Let's run the example of "Xavier NX-NVIDIA AI IOT-Human Pose estimation using TensorRT" in the VSCode terminal to see if it works.

The "Unable to init server" message is a GUI related warning caused by using OpenCV and PIL. I can ignore this warning because I didn't put the code to print the image file to the screen in the example code. If you look at the picture above, you can see that it works normally after warning.

Debug trt_pose detect_image2.py 

Now let's debug the TensorRT Pose Estimation example.

First, open the detect_image2.py file, then click the Debug button on the left side of VSCode. Then the "create a launch.json file" screen appears as shown in the following figure.

<creating launch.json file>

Click "create a launch.json file" to display the Debug Configuration option. Here you select the option to debug the currently open Python file.

The following launch.json file will appear.

Since our Python code uses runtime parameters, we add an args entry to the launch.json file. And it's a good idea to specify the working directory where the code will run. The reason is that you open the human_pose.json file in the detect_image2.py file, and if you don't use an absolute path in your Python code, you need to specify the working directory to avoid an error.

<launch.json>

Now is the time to finally debug.

Set a breakpoint in the code you want to examine. To set it up, simply click next to the line number. Then a red dot appears.

<set breakpoint>

Once you have set the breakpoint, press the green triangle button to run the code.

If everything is OK, code execution will stop at that line as shown in the following figure. And the current values of variables are shown in real time on the left pane.

You can debug while moving in units of lines or functions by using the debugging button at the top of the VSCode screen. This is a great feature that can reduce your debugging time!

If you move the mouse cursor to the variable you want to investigate while proceeding the code line by line, you can check the value of the current variable in real time.

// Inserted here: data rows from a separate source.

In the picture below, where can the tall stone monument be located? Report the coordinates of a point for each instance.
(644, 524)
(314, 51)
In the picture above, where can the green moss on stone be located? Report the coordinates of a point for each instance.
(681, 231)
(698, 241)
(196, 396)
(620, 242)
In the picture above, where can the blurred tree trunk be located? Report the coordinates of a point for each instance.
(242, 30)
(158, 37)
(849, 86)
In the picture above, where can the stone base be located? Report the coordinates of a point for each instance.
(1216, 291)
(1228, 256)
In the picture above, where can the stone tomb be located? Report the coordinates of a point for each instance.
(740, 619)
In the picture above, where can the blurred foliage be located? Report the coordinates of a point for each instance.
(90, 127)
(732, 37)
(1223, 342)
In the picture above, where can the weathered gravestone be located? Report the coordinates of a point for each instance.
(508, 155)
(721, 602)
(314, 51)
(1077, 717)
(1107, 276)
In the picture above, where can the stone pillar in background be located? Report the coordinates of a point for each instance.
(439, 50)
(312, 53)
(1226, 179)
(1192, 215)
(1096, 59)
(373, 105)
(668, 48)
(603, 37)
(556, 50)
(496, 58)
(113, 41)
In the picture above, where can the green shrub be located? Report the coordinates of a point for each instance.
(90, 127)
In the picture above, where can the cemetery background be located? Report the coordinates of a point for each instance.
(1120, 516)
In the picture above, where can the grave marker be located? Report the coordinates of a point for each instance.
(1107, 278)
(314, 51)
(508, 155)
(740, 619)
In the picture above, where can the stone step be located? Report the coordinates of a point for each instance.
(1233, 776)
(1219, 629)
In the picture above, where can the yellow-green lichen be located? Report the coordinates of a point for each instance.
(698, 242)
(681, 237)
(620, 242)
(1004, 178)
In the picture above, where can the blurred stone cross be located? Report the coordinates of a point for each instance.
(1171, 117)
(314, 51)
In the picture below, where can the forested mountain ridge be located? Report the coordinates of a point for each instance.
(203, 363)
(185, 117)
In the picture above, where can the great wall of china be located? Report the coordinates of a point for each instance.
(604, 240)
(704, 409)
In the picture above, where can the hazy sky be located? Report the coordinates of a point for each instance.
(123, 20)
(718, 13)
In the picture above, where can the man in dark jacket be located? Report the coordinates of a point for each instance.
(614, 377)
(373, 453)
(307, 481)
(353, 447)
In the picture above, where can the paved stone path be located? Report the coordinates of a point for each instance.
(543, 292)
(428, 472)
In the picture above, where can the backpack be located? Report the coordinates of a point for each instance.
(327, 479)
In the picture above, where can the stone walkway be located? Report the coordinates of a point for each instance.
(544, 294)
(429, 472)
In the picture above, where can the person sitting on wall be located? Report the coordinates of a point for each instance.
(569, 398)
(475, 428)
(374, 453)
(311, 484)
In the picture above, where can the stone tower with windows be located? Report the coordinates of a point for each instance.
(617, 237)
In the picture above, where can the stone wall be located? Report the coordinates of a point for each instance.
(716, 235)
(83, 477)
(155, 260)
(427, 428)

<Real-time variable value check using mouse cursor>

Measuring the confidence of trt_pose keypoints

Recently, there was someone who asked me if I could check the accuracy of the keypoints detected using trt_pose. Let's check if we can find the confidence value of the keypoint using the debugging function introduced in this article.

Since the confidence value will vary from keypoint to keypoint, if confidence value exists it will have to exist with the keypoint coordinates.

<keypoint value check>

Keypoint values are taken from the peaks variable. Examining these peaks values reveals that there are only two values. This value is a coordinate value indicating the location of the key point. Therefore, it can be seen that the confidence value of the keypoint is not currently provided by trt_pose.

Providing keypoint extraction threshold in trt_pose

The confidence value of the keypoint is unknown, but the threshold value can be provided when extracting the keypoints.

<ParseObjects check>

Examining parse_objects shows the values of cmap_threshold and link_threshold. These values are the threshold values used when extracting key points. Adjusting these values makes the keypoint extraction slightly different.

The default value of these thresholds is 0.1. You can easily see it by looking at the source code (https://github.com/NVIDIA-AI-IOT/trt_pose/blob/master/trt_pose/parse_objects.py).

Change these thresholds to 0.3, then test. The way to change the threshold is to provide this value as a parameter in the code that creates parse_objects.

Let's change the code as above and compare the created image files.

                          <threshold 0.1>                                                          <threshold 0.3>

At the threshold of 0.3, it can be seen that the keypoint is detected a little more strictly.

Wrapping up

I used VSCode to debug the Jetson series' trt_pose example on a remote computer. The method introduced in this article can be useful for all Python development such as tensorflow, pytorch, opencv, etc.